Worse, the light on the lighthouse has gone out. So, getting on a boat,
our hero goes to investigate. It soon becomes apparent that there’s
something sinister going on at the lighthouse; the three keepers are
missing, and ghostly shadows lurk about in the corner of the eye. What
follows is a weird adventure involving time travel, space probes, and…
demons or something, I don't know.
It’s obvious that this is a love letter to old British sci-fi TV serials, as well as being something of a reference to a famous case where three lighthouse keepers off the coast of Scotland disappeared in 1900. (If you're wondering, no, not the same lighthouse that Robert Eggers’ landmark thriller The Lighthouse is based on.)
Unfortunately
the game is marred by a lack of subtitles, which is understandable
given the low budget and the original release date (2004) but
unacceptable for the 2009 remaster. What this shakes out to is: I hope
you like incomprehensible British accents, often heavily filtered.
There’s also the traditional adventure game irritants of pixel hunting,
plus the deeply annoying lack of any sort of journal or clue collection.

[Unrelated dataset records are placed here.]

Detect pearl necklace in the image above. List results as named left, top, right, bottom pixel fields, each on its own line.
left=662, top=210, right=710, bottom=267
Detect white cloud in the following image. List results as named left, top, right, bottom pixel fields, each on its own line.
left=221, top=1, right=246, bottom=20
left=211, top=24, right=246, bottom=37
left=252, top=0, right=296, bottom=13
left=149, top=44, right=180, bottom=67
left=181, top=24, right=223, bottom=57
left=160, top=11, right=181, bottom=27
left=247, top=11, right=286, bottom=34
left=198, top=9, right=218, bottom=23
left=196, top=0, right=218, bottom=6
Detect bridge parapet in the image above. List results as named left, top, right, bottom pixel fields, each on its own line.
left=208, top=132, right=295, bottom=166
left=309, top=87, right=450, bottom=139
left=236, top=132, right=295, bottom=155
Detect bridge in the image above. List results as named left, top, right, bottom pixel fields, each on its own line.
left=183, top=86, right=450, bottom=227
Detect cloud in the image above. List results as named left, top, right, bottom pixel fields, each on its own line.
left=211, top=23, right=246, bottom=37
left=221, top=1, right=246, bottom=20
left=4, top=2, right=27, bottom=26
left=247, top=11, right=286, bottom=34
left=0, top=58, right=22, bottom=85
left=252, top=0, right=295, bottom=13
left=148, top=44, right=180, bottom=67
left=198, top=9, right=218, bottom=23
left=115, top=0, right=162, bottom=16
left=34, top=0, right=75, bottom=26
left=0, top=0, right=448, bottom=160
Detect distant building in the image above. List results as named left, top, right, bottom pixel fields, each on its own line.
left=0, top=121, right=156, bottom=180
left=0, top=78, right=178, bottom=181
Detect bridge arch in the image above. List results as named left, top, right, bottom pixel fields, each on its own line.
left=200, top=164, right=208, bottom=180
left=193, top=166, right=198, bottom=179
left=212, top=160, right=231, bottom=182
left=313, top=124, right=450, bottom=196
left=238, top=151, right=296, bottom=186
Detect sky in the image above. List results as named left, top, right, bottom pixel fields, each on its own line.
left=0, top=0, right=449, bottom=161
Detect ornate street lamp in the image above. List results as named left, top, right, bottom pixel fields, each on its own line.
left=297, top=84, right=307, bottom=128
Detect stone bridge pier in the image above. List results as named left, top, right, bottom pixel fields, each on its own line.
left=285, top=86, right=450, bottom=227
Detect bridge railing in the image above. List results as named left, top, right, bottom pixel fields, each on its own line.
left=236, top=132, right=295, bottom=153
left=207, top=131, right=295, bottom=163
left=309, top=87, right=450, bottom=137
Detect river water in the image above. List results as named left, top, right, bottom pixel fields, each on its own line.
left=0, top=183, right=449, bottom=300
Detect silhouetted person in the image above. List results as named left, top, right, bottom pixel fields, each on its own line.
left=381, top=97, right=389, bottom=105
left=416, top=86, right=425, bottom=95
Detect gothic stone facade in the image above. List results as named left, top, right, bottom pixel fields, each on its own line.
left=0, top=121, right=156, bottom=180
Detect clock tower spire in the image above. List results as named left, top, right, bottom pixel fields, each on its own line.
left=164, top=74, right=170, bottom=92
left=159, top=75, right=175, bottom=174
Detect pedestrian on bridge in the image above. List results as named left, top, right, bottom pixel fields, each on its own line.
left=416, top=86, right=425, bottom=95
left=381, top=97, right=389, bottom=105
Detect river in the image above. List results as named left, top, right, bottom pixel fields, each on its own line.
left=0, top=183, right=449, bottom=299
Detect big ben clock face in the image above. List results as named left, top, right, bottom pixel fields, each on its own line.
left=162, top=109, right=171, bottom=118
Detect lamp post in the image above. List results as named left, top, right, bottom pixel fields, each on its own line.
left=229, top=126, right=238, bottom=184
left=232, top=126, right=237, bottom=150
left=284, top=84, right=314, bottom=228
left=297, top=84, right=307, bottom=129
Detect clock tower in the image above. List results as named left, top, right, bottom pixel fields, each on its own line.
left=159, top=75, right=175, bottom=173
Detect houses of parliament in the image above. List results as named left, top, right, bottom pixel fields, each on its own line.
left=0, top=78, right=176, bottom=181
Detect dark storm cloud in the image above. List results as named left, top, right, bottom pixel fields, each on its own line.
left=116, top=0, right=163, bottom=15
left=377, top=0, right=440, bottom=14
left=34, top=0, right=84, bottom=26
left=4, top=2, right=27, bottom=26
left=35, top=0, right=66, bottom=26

If you want to look up your clues for a puzzle, you have to go back to
the location you found them. It’s seriously annoying. The puzzles, by
the way, border on pure, unfiltered bullshit. Some of them have solutions that are poorly
explained or hinted at; the lack of any real note-keeping just makes it
all worse. The
game itself is, in a word, ugly, made up of mostly still-frame CG
shots. moving about is done entirely with a mouse, which is annoying
because you have to constantly hunt for the “turn right/left” spots and
“go forward” spots.
You’re not going to be too terribly put out by the $5 asking price for this game, but in all honesty there are better adventure games out there, and they’re more tonally consistent to boot.